Background/Purpose: We have demonstrated in experimental models the efficacy of vaccination against cytokines, using a heterocomplex of keyhole limpet hemocyanin (KLH) and human TNF, called TNF kinoid (-K). VEGF plays a key role in the development of rheumatoid arthritis (RA), allowing hypertrophy of the pannus by neovascularisation, articular inflammation and destruction. Thus, VEGF is a potential target in RA.

We aimed at demonstrating an inhibitory effect of a sustained inhibition of VEGF by vaccines based on VEGF-derived peptides linked to KLH (Vpep-K) in collagen-induced-arthritis (CIA).

Methods: Anti-murine VEGF immunization was performed by injecting intra-muscularly Vpep1-K and Vpep2-K formulated in incomplete Freund adjuvant (IFA) in DBA/1 mice (at days -36, -22, -8, 7 and 37). Control groups received KLH or PBS on the same schedule. Arthritides were induced by two subcutaneous injections of bovine type II collagen, the first at day 0 in complete Freund adjuvant, the second at day 21 in IFA. Clinical scores of arthritis were evaluated twice per week. Histological scores of joint inflammation and destruction after Hematoxylin/Eosin staining were quantified at sacrifice. Anti-peptide, anti-VEGF and anti-KLH antibody (Ab) levels were assessed by ELISA.
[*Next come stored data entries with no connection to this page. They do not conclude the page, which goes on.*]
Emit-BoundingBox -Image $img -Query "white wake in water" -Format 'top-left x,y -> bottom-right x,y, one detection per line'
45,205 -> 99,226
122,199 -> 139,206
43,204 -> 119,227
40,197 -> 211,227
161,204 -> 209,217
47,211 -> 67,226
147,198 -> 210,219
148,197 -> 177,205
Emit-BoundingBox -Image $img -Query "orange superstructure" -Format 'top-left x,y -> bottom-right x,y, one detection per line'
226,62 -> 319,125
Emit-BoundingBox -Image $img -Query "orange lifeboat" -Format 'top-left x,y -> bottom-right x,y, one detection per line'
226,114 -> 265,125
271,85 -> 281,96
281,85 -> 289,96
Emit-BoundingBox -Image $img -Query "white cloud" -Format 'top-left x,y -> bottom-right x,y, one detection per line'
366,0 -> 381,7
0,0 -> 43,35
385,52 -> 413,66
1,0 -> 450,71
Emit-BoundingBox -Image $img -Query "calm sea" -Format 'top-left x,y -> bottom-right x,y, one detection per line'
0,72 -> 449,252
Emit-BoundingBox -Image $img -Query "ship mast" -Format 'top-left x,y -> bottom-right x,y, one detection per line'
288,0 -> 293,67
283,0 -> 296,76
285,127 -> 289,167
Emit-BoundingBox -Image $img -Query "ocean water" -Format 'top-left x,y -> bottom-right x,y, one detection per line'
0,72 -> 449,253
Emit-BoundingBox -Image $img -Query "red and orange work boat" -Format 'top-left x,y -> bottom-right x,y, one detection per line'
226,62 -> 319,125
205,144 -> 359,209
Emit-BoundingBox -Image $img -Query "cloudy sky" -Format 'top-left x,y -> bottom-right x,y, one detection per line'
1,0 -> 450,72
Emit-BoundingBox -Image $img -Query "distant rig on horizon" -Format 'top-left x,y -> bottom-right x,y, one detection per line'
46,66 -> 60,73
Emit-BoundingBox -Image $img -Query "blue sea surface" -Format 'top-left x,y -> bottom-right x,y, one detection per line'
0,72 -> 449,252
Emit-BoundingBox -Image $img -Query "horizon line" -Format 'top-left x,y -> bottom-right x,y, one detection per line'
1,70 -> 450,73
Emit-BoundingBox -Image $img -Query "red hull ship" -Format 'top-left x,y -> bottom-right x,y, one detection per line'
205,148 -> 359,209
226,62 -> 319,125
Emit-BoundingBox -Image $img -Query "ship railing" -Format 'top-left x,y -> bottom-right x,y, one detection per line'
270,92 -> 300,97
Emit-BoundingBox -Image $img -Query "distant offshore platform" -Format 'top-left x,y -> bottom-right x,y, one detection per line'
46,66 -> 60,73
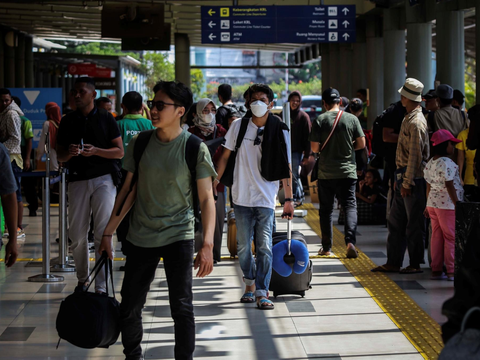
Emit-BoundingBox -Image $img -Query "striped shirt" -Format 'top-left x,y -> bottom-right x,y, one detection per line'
395,107 -> 430,189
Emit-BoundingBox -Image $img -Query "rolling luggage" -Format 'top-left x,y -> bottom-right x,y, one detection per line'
227,209 -> 256,257
269,220 -> 312,298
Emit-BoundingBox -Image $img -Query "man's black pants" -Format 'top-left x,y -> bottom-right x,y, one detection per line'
121,239 -> 195,360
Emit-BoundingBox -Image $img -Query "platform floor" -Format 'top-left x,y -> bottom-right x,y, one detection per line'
0,203 -> 450,359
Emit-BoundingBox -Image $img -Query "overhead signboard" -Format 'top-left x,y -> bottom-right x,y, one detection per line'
9,88 -> 63,148
68,63 -> 113,78
201,5 -> 356,44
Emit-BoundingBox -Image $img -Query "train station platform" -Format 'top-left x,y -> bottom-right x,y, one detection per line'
0,203 -> 449,359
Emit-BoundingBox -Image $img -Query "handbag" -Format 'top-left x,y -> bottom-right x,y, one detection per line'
56,252 -> 120,349
439,307 -> 480,359
311,110 -> 343,182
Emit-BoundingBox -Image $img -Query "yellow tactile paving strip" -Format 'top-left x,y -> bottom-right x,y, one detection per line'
302,203 -> 443,360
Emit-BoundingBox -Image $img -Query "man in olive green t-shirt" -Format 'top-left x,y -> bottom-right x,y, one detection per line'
100,81 -> 216,360
309,88 -> 365,259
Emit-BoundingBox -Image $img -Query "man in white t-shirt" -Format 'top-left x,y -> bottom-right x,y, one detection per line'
215,84 -> 294,310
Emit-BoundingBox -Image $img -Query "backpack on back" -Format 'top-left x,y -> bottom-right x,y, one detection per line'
371,102 -> 402,168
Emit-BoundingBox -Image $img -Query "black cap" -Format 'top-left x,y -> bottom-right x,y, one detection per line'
453,89 -> 465,103
322,88 -> 340,102
422,89 -> 437,100
75,77 -> 95,87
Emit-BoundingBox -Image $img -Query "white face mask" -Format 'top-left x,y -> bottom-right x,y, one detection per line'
250,100 -> 269,118
199,112 -> 215,125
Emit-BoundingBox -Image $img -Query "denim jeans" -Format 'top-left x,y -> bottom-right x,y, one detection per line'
386,178 -> 426,269
233,204 -> 274,298
318,178 -> 357,251
120,239 -> 195,360
291,152 -> 304,202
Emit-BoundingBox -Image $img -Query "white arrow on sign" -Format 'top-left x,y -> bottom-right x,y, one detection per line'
342,7 -> 349,15
208,21 -> 216,28
209,33 -> 216,41
342,33 -> 350,40
24,90 -> 40,105
342,20 -> 350,28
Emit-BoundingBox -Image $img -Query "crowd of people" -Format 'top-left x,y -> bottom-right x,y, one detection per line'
0,75 -> 479,360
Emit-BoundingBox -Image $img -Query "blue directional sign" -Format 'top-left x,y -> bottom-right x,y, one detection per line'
10,88 -> 63,148
201,5 -> 356,44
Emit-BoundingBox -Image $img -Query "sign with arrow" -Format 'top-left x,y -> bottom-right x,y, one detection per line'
201,5 -> 355,44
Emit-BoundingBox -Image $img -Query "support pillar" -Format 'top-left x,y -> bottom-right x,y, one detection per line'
15,33 -> 25,88
174,33 -> 191,88
406,0 -> 433,91
436,11 -> 464,95
328,44 -> 339,91
383,8 -> 406,108
321,44 -> 330,91
477,2 -> 480,104
366,15 -> 384,128
338,44 -> 352,98
115,61 -> 124,114
4,32 -> 16,88
352,19 -> 367,95
25,36 -> 34,88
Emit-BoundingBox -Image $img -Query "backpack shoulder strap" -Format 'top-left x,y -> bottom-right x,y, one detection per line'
115,129 -> 153,216
235,117 -> 249,151
185,134 -> 203,228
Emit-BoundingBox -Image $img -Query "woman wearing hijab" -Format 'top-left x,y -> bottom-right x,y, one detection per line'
37,102 -> 62,171
189,98 -> 227,263
280,91 -> 311,206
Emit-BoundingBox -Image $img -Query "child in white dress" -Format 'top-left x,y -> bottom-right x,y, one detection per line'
424,129 -> 464,281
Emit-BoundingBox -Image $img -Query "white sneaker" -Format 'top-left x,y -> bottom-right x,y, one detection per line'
2,231 -> 8,238
17,228 -> 26,238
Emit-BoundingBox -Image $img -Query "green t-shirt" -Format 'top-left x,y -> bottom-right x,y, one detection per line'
116,114 -> 155,165
309,110 -> 365,180
123,130 -> 217,248
21,116 -> 34,147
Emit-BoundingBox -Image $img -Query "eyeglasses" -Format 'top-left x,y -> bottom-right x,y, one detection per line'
147,100 -> 180,111
254,128 -> 264,146
202,109 -> 217,115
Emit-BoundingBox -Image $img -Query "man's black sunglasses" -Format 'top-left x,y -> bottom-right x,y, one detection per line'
147,100 -> 181,111
254,128 -> 264,146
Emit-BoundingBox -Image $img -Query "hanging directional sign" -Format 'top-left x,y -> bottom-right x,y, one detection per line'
201,5 -> 356,44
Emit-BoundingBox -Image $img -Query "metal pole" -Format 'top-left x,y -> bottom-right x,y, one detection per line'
29,132 -> 63,282
51,167 -> 75,272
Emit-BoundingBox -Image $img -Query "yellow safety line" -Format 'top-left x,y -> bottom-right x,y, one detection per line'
302,203 -> 443,360
0,257 -> 126,262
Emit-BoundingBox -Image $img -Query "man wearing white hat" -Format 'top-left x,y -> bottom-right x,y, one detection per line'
372,78 -> 429,274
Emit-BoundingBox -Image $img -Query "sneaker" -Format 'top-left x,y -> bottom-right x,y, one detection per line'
17,228 -> 25,238
431,272 -> 447,280
74,282 -> 89,293
2,231 -> 8,238
29,210 -> 37,217
447,273 -> 455,281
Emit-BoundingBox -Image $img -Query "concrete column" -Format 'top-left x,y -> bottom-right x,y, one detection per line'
25,36 -> 34,88
383,8 -> 406,108
328,44 -> 339,91
477,2 -> 480,104
175,33 -> 191,88
352,20 -> 367,95
0,31 -> 4,87
338,44 -> 352,98
366,16 -> 384,128
36,68 -> 43,88
15,34 -> 25,88
115,60 -> 124,114
321,44 -> 330,91
4,33 -> 16,88
405,0 -> 433,90
436,10 -> 465,95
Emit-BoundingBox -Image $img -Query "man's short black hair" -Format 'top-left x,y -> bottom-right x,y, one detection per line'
11,96 -> 21,107
153,81 -> 193,111
0,88 -> 11,96
122,91 -> 143,112
357,88 -> 367,98
218,84 -> 232,102
75,77 -> 95,89
245,83 -> 274,103
453,89 -> 465,106
431,141 -> 450,157
96,97 -> 111,107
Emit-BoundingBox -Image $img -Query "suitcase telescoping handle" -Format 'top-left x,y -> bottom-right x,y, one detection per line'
282,212 -> 293,255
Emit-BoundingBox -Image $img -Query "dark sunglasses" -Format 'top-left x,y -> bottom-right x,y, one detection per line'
254,128 -> 264,146
147,100 -> 180,111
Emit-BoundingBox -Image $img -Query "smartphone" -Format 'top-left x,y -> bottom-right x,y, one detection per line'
80,138 -> 84,153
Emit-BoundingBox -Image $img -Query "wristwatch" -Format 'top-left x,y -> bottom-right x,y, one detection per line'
284,198 -> 294,202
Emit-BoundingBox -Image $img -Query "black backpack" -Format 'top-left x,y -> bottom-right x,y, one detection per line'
116,130 -> 203,229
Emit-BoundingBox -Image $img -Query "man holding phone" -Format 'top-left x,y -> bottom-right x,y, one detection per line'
57,77 -> 124,294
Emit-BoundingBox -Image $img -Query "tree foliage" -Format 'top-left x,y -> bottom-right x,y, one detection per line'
141,52 -> 175,98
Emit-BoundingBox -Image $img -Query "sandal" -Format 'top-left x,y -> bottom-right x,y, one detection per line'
346,246 -> 358,259
318,248 -> 331,256
399,266 -> 423,274
256,297 -> 274,310
240,291 -> 256,303
371,264 -> 400,273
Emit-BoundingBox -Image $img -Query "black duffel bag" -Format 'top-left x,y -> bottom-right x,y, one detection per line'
56,252 -> 120,349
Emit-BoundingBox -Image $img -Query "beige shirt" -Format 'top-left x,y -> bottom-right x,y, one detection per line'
428,106 -> 467,137
396,107 -> 430,189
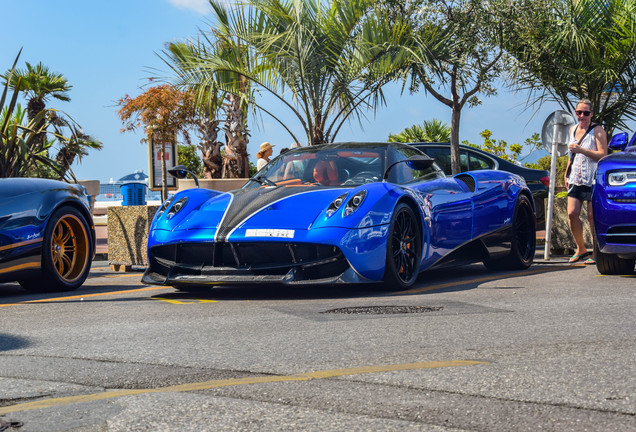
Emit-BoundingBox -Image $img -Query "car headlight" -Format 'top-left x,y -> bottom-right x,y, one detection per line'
166,197 -> 188,219
157,196 -> 174,216
344,190 -> 367,216
608,171 -> 636,186
326,193 -> 348,217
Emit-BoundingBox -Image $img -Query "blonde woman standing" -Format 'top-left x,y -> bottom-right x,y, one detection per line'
564,99 -> 608,264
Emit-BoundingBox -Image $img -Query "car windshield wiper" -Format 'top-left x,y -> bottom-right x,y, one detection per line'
251,176 -> 277,186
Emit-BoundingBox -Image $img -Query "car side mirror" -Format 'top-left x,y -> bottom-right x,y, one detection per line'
608,132 -> 629,152
168,165 -> 200,187
383,155 -> 435,181
406,156 -> 436,171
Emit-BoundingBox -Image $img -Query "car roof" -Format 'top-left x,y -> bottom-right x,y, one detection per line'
321,141 -> 427,151
409,142 -> 547,175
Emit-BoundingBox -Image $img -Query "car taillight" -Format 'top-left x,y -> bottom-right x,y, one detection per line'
540,176 -> 550,188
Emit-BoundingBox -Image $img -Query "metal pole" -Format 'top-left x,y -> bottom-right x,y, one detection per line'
161,140 -> 167,202
544,122 -> 561,260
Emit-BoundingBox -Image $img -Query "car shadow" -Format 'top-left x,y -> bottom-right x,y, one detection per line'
150,263 -> 573,302
0,262 -> 574,304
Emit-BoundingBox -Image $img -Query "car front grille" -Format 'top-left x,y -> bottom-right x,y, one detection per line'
610,199 -> 636,203
149,242 -> 349,280
606,226 -> 636,245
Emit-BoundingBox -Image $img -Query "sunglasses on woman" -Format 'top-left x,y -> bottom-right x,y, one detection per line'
575,110 -> 591,116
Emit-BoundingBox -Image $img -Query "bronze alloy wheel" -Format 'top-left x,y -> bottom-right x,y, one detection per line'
20,206 -> 93,293
51,214 -> 90,282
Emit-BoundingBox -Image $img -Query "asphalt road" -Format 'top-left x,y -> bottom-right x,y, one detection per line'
0,258 -> 634,431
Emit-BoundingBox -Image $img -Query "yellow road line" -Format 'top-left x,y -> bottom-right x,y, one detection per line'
0,359 -> 487,415
395,265 -> 567,295
0,287 -> 169,308
153,297 -> 218,304
89,273 -> 144,279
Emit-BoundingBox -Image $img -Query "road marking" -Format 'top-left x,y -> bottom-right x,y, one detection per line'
153,297 -> 218,304
89,273 -> 144,279
395,266 -> 568,295
0,359 -> 487,415
0,287 -> 169,308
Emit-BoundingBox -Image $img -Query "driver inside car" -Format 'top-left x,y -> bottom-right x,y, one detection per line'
313,160 -> 339,185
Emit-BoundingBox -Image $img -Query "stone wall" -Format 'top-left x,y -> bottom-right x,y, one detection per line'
107,205 -> 159,267
548,197 -> 593,255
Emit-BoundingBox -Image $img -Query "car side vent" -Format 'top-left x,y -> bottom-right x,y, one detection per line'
455,174 -> 476,192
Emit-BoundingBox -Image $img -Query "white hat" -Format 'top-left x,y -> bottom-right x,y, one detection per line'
290,142 -> 302,149
259,142 -> 274,152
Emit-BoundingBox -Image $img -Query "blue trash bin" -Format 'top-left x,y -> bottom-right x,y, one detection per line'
120,182 -> 147,206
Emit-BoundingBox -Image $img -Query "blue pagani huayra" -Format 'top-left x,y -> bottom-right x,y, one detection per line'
0,178 -> 95,292
142,142 -> 536,290
593,133 -> 636,274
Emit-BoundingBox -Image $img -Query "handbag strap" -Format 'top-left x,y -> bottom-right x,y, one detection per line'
566,123 -> 597,178
573,123 -> 597,146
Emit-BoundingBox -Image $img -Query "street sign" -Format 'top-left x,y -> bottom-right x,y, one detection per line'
147,141 -> 178,191
541,110 -> 575,157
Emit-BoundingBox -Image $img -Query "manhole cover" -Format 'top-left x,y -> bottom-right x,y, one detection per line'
322,305 -> 444,315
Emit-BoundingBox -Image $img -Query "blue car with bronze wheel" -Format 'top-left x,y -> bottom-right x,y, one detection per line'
0,178 -> 95,292
143,142 -> 536,290
592,133 -> 636,274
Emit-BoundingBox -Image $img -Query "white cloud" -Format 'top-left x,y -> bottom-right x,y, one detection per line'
166,0 -> 210,14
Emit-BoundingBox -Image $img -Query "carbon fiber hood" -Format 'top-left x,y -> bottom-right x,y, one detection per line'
173,186 -> 347,240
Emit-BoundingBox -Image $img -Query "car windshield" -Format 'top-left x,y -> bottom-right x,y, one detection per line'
246,147 -> 385,188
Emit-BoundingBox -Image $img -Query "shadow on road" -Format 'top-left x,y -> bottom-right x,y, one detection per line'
0,261 -> 575,304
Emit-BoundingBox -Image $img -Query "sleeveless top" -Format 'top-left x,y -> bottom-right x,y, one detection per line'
567,125 -> 597,187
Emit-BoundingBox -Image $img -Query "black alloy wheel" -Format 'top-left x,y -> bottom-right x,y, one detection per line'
484,194 -> 535,270
384,203 -> 422,290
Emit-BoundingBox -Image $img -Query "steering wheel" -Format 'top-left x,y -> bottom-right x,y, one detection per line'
343,171 -> 379,185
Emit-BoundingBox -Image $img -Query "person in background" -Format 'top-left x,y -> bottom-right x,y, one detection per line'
256,142 -> 274,171
564,98 -> 608,264
284,142 -> 304,179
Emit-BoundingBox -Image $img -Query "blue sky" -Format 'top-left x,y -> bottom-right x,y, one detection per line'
3,0 -> 571,183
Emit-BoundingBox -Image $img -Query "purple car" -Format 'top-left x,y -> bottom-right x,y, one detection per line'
592,132 -> 636,274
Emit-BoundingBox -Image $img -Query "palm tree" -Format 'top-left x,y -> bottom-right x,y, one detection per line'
163,41 -> 227,178
165,6 -> 253,179
2,61 -> 71,127
1,60 -> 101,179
208,5 -> 253,178
54,124 -> 103,179
394,0 -> 506,174
0,53 -> 63,178
172,0 -> 449,147
388,119 -> 451,143
504,0 -> 636,134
Results: Vpep1-K group showed lower arthritic scores as compared to KLH and PBS groups (p<0.05). At histological analysis, inflammation and destruction scores of the paws were lower in Vpep1-K group versus KLH and PBS group (p<0.005). Vpep1-K and Vpep2-K groups induced anti-VEGF Ab production as assessed by ELISA at day -2 and sacrifice.

Conclusion: These data show that Vpep1-K induces anti-VEGF Abs and improves arthritis in a murine model of RA.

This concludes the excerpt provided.